Saturday, December 16, 2023

45 Days Of CCS, #16: Ria "Air" Garcia and Annabel Driussi


Ria "Air" Garcia has been making boldly experimental art for well over a decade, blending abstract and psychedelic art into a variety of dark fantasy scenarios that center around trans issues. Her latest comic, Dark Piss, chucks any pretense of subtlety out the window and instead zeroes in on brutal, pitch-black, hilarious satire regarding the status of trans women in the current culture. With text on the left side of the page and abstract, undulating lines (all in yellow on black, befitting the theme) on the right side, Garcia details a ludicrous yet conceptually plausible scenario where all of the self-described "hot trans bitches" must use a single bathroom in the city to piss in. All of the trans women agree with this measure because otherwise, there's a risk that cis people might get grossed out. Things escalate from there, as they all note they are treated as objects: objects of scorn & loathing as well as objects of (hidden, shameful) desire. The end sequence, where it's revealed just why they are all forced to go to a single building, is screamingly funny and terrible all at once.
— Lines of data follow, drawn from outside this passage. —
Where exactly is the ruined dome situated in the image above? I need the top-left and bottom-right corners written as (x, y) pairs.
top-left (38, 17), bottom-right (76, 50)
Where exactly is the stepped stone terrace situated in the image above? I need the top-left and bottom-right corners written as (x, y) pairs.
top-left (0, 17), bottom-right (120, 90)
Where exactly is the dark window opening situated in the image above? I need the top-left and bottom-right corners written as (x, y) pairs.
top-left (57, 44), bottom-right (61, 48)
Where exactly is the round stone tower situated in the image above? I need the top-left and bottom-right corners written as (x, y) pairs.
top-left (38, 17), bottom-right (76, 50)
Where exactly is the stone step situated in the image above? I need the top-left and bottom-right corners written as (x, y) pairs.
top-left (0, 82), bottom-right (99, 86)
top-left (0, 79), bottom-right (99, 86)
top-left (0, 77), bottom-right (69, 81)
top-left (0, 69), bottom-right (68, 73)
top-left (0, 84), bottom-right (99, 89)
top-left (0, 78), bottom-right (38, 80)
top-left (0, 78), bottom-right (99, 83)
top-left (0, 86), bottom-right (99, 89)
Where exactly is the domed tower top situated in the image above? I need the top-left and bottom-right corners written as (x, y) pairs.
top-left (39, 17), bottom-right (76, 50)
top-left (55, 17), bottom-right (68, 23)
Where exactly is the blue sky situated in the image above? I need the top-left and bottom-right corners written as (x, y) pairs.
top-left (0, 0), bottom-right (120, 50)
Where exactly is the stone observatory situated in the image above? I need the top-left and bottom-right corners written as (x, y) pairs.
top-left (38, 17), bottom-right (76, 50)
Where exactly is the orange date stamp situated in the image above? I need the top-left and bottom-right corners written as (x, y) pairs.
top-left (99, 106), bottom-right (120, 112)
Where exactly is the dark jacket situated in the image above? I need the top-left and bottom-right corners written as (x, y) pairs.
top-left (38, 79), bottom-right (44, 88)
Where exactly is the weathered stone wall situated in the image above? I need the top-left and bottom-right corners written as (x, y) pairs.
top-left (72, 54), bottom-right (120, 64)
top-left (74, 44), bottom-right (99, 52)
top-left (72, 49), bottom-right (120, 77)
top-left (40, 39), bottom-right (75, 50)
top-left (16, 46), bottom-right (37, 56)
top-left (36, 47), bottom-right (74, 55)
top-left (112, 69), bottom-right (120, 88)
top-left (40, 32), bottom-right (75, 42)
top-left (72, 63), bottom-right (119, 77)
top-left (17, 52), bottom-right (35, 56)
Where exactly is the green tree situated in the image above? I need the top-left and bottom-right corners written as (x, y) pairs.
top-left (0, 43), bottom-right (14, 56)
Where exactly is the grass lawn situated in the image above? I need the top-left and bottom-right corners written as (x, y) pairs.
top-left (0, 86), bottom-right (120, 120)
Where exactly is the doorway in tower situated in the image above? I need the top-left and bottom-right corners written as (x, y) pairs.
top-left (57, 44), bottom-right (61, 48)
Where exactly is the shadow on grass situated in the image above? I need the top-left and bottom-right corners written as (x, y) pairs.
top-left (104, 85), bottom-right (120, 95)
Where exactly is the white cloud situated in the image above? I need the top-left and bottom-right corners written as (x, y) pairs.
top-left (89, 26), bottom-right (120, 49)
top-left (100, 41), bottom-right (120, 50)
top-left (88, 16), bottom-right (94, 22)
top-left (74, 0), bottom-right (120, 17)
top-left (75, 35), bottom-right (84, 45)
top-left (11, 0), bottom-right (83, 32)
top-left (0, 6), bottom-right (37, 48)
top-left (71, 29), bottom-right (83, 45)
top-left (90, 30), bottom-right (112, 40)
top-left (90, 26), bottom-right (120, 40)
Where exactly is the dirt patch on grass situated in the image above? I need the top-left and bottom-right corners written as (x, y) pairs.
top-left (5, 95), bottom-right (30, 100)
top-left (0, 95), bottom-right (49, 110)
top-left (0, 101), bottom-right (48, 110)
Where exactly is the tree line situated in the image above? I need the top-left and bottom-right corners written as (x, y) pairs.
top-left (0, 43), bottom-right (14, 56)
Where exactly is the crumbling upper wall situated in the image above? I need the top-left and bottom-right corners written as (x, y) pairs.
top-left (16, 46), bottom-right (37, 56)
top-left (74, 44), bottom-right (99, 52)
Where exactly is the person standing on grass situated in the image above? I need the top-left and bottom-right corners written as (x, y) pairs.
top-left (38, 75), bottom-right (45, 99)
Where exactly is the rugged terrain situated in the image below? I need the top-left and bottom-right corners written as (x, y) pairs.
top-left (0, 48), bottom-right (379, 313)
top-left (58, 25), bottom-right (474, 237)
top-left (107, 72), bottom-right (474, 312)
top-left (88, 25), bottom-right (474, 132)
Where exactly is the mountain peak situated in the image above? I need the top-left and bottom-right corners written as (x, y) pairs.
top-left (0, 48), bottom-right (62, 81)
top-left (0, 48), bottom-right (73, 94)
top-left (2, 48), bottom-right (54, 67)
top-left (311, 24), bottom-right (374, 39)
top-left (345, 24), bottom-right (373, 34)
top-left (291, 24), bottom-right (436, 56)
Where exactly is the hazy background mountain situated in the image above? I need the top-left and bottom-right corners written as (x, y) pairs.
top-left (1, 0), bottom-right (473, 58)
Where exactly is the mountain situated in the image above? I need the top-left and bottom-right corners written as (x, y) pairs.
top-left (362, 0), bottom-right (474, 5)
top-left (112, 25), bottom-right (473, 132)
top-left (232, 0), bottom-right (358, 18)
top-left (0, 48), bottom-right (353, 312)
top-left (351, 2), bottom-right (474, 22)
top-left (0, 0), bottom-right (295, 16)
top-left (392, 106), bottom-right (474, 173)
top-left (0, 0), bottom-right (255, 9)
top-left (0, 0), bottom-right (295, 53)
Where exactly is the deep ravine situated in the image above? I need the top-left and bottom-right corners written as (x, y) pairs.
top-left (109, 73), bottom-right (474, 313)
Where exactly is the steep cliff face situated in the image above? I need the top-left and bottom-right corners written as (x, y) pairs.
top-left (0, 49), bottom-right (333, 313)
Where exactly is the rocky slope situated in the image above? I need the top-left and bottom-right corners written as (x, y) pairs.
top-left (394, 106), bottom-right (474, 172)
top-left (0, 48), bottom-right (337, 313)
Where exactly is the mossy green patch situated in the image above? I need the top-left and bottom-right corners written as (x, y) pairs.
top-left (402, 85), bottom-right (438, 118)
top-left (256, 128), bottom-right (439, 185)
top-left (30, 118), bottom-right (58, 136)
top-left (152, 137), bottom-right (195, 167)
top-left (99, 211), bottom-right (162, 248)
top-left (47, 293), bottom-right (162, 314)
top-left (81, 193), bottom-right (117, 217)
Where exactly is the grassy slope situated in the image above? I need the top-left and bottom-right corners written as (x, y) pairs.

The abstract art is a reflection of how the women are seen: as signifiers of a particular, objectifying, point of view. 


Annabel Driussi's field of expertise is neuroscience, but they've done a wide variety of comics and in different styles, from using clay to create fumetti to comics about sex to memoir and now a middle-grade graphic novel incorporating neuroscience into a teen girl's difficult life. That book, still in progress, will be titled Your Brain is Better. I read a mini that was part of her thesis package that's mostly thumbnails, and Driussi displayed an ability to blend fine details of neuroscience and neuroanatomy in a way that's easy to understand and attached to a character narrative. Following a middle-school girl named Kat who has trouble understanding why she loses her temper so easily, she's transported inside her brain, where she meets a cute avatar of the pre-frontal cortex (the thinking part of the brain) as well as "Amy," the amygdala (the feeling part of the brain). A crisis comes up (being accidentally hit by some soccer players) which puts the brain on red alert, and Driussi's clear storytelling shows just how the underdeveloped cortex can lead to the amygdala to panic. The similarity to the film Inside Out is obvious, but in this case, it's all 100% neurologically accurate while still pushing a satisfying emotional narrative. 

Driussi's at the 7/11 outside Club Q is a devastating personal memoir regarding the queer nightclub that was the subject of a hate crime shooting in 2022. In beautiful colored pencil, Driussi first notes how formative the club was for her, recalling some fond memories as well as forcing herself to deal with the aftermath of the shooting. Not all is despair--there's an account of mutual aid by trans radicals and a promise to visit. This comic is an intention, an invocation, a prayer, and the brightness of its colors feels intentional for just that very reason.